Carulina Oliveira, gerente de marketing da Sipcam Nichino e engenheira agrônoma, ressalta a importância do setor sucroenergético para os negócios da empresa no Brasil. “Temos uma parceria estratégica com a indústria sucroenergética, oferecendo soluções avançadas tanto para as unidades produtivas quanto para os agricultores fornecedores de cana-de-açúcar”, afirma Carulina.

Entre as soluções destacadas pela Sipcam Nichino, estão o inseticida Takumi® e o maturador Sprint® 50 WG. Carulina explica que o maturador Sprint® 50 WG acelera a maturação da cana, melhora o açúcar total recuperado (ATR) e aumenta o acúmulo de sacarose. Além disso, amplia a janela de colheita e facilita o gerenciamento da matéria-prima.

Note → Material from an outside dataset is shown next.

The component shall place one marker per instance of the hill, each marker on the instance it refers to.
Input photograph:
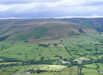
(40, 29)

O inseticida Takumi®, por sua vez, é uma ferramenta essencial no combate à broca-da-cana (Diatraea saccharalis), um inseto que tem afetado mais de 70% das áreas cultivadas nas últimas safras. “Takumi® é formulado com flubendiamida 222, uma molécula patenteada pela Nichino do Japão, e tem demonstrado alta eficácia na redução das infestações”, destaca Carulina. Estudos recentes realizados em parceria com o Instituto Agronômico (IAC) e a Universidade Federal de São Carlos (UFSCar) confirmam que o uso correto de Takumi® reduz significativamente a população da broca-da-cana e a porcentagem de colmos danificados.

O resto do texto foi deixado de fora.